Case study of financial reporting system, case study of financial management

Updated on workplace 2024-02-08
2 answers
  1. Anonymous users2024-02-05

    Xintiandi company produces two kinds of products: A and B. Variable costs such as materials and wages can be divided by product, and fixed costs such as depreciation can be allocated to both products in a fixed proportion. Production workers can be moved between the two products according to their tasks.

    It takes 32 hours to process product A and 64 hours to process product B. The annual design and production capacity of product A is 1000 pieces, and the annual design and production capacity of product B is 600 pieces. Sales are basically fine.

    The production and sales information of the plant in 2014 is shown in Table 1.

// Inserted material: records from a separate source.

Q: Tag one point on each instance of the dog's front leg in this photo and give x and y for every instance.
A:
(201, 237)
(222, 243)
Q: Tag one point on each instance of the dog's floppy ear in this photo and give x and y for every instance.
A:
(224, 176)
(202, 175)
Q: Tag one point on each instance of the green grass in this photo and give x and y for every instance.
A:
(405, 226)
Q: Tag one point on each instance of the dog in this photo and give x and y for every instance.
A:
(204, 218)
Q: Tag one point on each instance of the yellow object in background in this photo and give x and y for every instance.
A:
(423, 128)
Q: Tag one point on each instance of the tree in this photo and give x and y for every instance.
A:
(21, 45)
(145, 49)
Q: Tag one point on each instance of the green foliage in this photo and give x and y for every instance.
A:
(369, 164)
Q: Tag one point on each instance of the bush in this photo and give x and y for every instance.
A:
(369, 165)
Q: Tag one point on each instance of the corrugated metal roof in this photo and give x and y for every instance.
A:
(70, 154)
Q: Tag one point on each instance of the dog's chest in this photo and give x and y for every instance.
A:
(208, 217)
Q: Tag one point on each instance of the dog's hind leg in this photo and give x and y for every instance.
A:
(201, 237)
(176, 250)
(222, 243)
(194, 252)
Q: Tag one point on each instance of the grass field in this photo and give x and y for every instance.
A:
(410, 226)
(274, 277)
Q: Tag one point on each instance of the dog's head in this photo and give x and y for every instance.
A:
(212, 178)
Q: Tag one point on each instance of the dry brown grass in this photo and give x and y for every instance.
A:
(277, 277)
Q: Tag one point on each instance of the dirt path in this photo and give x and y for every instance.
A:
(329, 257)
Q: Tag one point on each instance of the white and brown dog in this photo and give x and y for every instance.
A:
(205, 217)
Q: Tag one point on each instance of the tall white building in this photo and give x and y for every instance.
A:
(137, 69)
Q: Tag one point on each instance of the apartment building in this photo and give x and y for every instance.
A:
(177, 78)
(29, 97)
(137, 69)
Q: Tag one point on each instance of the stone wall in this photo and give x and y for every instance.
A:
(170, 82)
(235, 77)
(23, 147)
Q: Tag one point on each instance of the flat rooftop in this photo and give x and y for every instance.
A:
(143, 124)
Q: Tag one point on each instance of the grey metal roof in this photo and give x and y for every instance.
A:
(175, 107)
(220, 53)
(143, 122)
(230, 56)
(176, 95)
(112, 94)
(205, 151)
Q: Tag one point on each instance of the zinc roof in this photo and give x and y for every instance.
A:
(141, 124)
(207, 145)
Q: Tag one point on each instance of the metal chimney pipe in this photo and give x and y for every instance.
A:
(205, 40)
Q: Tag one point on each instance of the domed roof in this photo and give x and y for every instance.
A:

    Xintiandi Company's EBIT Statement.

    aProducts. bProducts.

    Total. Production and sales volume (pieces).

    Total sales revenue.

    Total variable costs.

    Total fixed costs.

    EBIT.

    Profit margin on sales.

    The general manager of the company believes that the production of product A is more profitable than the production of product B, and the sales profit margin is high, so more product A should be produced. Therefore, in 2015, the production plan was adjusted, and 900 pieces of product A were arranged to be produced, and 400 pieces of product B were produced, and some of the workers who originally produced product B were transferred to the production of product A. At the end of 2015, the information on production and sales is shown in Table 2.

    Xintiandi Company's EBIT Statement.

    aProducts. bProducts.

    Total. Production and sales volume (pieces).

    Total sales revenue.

    Total variable costs.

    Total fixed costs.

    EBIT.

    Profit margin on sales.

    The general manager was puzzled by this result, the cost level in 2014 and 2015 did not change, why did the company's total profit and total sales profit margin decline after producing more high-profit A products? How will the production plan for 2016 be formulated? What is its expected profit?

  2. Anonymous users2024-02-04

    A complete list of financial statement analysis cases.

    2012 latest.

    FYI, word format.

    1. Main financial indicators.

    The main financial indicators include: solvency index, asset and liability management ability index, profitability index, growth ability index and cash flow index. Side-to-side.

    1) Solvency indicators.

    Short-term solvency indicators.

    Short-term solvency is the ability of an enterprise to repay its current liabilities in the next year, and is an important indicator of whether an enterprise's financial condition is healthy. Corporate creditors, investors, raw material units and other users of Tongqipi are usually very concerned about the short-term solvency of enterprises.

    Liquidity ratio. Current Ratio = Current Assets Current Liabilities.

    The higher the value of this indicator, the stronger the short-term solvency of the enterprise. The value of this indicator is generally 2.